CCGL: Contrastive Cascade Graph Learning
- URL: http://arxiv.org/abs/2107.12576v1
- Date: Tue, 27 Jul 2021 03:37:50 GMT
- Title: CCGL: Contrastive Cascade Graph Learning
- Authors: Xovee Xu, Fan Zhou, Kunpeng Zhang, Siyuan Liu
- Abstract summary: Contrastive Cascade Graph Learning (CCGL) is a novel framework for cascade graph representation learning.
CCGL learns a generic model for graph cascade tasks via self-supervised contrastive pre-training.
It learns a task-specific cascade model via fine-tuning using labeled data.

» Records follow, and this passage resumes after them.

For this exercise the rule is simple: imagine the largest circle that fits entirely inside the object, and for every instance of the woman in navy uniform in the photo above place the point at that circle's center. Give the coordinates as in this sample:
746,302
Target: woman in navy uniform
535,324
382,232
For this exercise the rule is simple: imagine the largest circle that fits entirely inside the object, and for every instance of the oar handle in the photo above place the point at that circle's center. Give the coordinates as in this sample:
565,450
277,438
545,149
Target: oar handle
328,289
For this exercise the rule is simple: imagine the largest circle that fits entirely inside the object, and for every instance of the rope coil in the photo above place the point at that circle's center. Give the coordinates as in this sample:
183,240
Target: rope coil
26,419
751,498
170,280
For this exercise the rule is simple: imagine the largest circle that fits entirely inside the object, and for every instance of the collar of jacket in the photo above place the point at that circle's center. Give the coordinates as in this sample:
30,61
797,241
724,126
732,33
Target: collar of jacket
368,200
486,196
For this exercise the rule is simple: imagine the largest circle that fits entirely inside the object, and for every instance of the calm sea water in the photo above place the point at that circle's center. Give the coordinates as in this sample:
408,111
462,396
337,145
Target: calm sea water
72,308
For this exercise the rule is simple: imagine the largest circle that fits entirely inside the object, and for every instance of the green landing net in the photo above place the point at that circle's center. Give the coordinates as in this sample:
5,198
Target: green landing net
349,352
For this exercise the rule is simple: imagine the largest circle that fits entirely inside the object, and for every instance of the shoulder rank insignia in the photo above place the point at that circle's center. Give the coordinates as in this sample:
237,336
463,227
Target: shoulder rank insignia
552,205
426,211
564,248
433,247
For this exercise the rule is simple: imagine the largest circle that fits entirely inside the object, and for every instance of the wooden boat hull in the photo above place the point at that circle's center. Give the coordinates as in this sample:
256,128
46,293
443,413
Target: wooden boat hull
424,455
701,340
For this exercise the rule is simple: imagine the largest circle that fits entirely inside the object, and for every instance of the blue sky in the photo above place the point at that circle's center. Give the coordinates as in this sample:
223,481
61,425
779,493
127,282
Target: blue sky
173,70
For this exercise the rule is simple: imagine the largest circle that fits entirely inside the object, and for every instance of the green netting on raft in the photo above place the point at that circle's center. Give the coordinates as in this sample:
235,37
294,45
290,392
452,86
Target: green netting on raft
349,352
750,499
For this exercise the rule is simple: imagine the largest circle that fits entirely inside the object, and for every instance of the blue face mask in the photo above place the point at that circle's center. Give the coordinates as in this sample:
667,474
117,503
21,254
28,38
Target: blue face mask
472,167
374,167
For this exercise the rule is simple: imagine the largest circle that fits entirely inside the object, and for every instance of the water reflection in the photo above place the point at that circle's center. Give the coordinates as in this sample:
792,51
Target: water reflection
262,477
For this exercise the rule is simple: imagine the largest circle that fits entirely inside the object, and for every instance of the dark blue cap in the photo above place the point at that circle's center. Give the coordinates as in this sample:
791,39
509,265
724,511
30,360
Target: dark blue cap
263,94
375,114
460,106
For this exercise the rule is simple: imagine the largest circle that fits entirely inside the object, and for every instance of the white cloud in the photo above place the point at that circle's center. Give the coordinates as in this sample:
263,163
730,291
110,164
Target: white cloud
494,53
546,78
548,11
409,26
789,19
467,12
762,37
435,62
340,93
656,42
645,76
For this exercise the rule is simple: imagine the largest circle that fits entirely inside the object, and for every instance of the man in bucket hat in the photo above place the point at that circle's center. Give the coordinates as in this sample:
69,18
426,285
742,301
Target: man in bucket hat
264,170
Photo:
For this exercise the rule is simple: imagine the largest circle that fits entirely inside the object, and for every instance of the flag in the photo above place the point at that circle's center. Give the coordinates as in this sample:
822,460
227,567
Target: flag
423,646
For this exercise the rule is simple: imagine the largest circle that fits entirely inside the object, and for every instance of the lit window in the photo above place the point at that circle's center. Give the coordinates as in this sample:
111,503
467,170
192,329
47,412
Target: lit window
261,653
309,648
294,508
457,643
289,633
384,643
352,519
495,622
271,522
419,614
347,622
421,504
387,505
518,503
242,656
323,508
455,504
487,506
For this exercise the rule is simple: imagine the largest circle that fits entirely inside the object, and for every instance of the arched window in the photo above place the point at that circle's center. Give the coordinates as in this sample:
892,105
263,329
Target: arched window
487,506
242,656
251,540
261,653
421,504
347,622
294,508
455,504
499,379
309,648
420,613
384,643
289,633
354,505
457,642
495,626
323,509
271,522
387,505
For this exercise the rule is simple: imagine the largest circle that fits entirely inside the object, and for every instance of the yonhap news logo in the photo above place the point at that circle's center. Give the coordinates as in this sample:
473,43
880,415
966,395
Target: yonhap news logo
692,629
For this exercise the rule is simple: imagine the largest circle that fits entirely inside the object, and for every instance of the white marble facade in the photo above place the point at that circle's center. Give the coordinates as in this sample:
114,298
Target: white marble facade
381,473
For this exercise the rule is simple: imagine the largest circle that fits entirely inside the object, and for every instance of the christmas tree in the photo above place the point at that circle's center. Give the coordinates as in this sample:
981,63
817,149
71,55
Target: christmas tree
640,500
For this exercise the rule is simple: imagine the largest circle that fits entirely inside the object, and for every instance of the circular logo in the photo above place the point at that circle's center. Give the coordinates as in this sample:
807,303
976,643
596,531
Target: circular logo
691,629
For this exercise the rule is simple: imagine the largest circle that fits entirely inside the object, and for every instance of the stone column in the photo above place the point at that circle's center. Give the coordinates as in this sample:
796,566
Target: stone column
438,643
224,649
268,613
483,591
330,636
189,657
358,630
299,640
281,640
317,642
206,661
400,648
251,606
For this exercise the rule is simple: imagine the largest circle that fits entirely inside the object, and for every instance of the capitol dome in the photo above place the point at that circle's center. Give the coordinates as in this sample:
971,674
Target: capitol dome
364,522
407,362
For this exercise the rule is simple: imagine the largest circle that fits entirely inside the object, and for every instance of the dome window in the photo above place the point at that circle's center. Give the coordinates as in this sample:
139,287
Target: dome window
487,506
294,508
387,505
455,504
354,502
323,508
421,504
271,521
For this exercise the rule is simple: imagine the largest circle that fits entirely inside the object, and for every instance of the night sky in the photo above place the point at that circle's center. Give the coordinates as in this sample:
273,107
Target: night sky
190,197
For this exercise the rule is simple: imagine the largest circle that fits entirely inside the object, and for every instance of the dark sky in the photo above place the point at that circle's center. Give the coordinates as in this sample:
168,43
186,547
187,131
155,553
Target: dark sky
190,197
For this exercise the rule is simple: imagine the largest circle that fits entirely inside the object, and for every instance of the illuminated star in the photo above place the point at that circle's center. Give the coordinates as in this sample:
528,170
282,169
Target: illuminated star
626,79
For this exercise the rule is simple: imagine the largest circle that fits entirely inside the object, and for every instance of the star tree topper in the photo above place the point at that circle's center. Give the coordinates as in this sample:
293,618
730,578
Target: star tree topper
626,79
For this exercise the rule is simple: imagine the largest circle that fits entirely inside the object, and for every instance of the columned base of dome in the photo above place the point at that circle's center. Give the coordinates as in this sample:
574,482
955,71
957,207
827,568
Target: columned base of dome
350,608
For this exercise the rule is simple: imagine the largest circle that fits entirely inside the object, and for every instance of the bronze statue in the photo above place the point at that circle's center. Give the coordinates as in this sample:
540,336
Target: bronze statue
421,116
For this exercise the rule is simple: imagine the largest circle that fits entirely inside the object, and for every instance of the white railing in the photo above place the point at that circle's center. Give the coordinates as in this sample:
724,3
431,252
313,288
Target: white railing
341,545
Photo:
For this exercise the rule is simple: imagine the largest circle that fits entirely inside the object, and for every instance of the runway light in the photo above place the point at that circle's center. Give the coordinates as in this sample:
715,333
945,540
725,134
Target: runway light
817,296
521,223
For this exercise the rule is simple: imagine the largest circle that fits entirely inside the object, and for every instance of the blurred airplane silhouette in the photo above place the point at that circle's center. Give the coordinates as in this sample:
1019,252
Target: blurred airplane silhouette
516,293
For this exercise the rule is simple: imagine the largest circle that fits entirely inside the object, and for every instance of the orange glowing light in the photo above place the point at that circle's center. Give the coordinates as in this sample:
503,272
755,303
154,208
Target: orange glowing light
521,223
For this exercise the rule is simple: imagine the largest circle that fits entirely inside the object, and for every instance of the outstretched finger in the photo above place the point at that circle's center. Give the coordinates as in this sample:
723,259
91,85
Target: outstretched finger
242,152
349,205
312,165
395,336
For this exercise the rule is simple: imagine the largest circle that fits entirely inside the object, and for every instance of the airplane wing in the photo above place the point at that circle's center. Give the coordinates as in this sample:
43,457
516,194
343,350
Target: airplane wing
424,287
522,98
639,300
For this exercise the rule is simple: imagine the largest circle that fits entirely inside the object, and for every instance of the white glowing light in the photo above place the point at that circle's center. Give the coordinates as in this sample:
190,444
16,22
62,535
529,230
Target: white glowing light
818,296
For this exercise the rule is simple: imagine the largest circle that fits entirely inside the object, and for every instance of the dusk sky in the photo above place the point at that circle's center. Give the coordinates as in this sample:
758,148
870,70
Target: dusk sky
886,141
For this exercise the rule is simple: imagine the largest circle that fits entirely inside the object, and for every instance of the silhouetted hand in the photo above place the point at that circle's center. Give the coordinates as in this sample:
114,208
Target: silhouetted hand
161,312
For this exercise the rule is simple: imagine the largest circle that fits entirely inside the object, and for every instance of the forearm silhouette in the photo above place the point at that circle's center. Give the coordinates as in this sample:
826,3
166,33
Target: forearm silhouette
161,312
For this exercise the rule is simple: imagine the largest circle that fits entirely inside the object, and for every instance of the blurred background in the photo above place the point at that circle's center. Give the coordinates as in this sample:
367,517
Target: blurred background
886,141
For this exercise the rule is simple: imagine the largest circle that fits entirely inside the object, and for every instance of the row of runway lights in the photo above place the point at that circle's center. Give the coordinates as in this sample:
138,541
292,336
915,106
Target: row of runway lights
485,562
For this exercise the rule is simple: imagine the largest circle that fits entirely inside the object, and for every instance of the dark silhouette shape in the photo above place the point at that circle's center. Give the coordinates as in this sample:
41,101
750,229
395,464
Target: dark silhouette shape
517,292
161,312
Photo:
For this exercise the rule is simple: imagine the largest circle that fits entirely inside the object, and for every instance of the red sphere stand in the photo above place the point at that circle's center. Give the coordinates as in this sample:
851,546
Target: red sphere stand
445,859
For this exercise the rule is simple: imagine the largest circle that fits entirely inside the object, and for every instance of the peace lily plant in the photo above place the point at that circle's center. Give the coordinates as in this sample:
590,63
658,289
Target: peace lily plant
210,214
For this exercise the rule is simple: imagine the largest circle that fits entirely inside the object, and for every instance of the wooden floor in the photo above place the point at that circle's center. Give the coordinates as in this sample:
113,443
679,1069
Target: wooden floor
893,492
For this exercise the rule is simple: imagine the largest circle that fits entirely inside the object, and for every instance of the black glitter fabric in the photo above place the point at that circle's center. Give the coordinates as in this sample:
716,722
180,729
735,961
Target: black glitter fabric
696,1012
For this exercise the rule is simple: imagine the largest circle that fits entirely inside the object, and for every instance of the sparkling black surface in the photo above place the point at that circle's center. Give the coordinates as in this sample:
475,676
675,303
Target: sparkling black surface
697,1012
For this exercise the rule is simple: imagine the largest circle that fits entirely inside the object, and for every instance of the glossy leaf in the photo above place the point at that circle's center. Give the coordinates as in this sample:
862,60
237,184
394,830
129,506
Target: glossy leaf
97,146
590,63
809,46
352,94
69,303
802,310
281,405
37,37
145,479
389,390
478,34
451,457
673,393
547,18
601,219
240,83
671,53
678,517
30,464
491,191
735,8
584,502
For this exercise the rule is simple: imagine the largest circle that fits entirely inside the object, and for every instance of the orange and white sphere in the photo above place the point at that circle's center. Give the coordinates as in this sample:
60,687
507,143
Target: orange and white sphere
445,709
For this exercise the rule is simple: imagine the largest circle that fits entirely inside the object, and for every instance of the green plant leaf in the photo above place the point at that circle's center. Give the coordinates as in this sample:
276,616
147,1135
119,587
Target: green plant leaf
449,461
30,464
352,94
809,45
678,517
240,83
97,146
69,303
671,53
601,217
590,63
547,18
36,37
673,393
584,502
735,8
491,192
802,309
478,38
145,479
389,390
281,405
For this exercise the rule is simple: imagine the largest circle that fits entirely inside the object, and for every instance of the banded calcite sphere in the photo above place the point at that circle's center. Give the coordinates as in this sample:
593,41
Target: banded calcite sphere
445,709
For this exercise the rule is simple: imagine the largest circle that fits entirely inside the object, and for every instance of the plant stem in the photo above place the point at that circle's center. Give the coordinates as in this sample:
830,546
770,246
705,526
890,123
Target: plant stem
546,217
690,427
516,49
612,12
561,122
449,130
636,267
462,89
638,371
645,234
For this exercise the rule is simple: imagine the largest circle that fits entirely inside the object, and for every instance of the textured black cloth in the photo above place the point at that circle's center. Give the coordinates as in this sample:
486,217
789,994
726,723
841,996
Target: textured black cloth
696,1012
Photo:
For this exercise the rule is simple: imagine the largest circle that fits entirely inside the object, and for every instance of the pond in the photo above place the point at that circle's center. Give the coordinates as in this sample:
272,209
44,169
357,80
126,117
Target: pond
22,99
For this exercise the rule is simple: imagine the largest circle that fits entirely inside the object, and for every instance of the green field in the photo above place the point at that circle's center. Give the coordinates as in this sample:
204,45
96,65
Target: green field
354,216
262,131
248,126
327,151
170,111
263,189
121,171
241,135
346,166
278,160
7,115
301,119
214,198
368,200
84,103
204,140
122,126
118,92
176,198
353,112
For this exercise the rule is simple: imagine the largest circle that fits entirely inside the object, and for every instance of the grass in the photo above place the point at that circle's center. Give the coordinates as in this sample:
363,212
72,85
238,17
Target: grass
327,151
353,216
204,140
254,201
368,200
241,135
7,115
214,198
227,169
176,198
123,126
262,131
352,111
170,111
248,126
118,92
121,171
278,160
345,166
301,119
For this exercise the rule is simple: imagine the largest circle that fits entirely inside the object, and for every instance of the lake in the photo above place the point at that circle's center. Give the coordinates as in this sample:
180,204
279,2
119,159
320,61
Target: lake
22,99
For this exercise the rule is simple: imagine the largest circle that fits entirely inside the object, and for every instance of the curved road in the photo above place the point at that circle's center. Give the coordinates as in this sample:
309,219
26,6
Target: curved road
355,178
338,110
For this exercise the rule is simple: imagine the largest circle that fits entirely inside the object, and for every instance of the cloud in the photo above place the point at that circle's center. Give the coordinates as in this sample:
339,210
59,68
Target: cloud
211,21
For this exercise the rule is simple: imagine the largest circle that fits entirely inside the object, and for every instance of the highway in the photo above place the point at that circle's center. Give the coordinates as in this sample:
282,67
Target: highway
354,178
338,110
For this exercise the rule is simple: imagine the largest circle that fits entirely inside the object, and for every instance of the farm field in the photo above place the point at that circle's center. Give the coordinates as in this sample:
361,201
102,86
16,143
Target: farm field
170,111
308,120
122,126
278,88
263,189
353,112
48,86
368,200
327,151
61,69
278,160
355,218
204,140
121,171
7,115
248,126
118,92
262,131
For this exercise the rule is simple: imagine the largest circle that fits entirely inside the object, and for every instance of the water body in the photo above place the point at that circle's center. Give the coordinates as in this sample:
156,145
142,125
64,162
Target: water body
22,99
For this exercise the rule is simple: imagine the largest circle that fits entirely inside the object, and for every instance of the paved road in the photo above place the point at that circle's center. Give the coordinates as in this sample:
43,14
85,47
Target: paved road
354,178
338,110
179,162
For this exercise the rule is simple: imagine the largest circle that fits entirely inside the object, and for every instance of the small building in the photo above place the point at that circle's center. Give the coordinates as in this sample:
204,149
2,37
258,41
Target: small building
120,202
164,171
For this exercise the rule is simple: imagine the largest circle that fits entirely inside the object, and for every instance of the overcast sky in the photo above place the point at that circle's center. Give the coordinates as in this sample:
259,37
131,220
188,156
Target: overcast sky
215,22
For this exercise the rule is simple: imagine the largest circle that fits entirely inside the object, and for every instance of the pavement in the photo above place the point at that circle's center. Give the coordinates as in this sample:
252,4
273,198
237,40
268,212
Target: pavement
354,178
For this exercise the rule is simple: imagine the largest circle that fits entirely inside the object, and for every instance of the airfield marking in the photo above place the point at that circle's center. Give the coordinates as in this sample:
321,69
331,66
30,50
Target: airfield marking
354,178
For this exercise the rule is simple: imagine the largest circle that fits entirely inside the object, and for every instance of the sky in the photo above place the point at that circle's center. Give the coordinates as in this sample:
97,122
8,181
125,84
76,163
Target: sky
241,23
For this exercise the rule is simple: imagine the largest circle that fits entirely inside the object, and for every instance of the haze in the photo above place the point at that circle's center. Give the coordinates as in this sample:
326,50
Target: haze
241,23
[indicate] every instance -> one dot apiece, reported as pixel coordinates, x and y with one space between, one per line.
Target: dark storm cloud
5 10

- Score: 25.43615673424728
- License: http://arxiv.org/licenses/nonexclusive-distrib/1.0/
- Abstract: Supervised learning, while prevalent for information cascade modeling, often
requires abundant labeled data in training, and the trained model is not easy
to generalize across tasks and datasets. Semi-supervised learning facilitates
unlabeled data for cascade understanding in pre-training. It often learns
fine-grained feature-level representations, which can easily result in
overfitting for downstream tasks. Recently, contrastive self-supervised
learning is designed to alleviate these two fundamental issues in linguistic
and visual tasks. However, its direct applicability for cascade modeling,
especially graph cascade related tasks, remains underexplored. In this work, we
present Contrastive Cascade Graph Learning (CCGL), a novel framework for
cascade graph representation learning in a contrastive, self-supervised, and
task-agnostic way. In particular, CCGL first designs an effective data
augmentation strategy to capture variation and uncertainty. Second, it learns a
generic model for graph cascade tasks via self-supervised contrastive
pre-training using both unlabeled and labeled data. Third, CCGL learns a
task-specific cascade model via fine-tuning using labeled data. Finally, to
make the model transferable across datasets and cascade applications, CCGL
further enhances the model via distillation using a teacher-student
architecture. We demonstrate that CCGL significantly outperforms its supervised
and semi-supervised counterpartsfor several downstream tasks.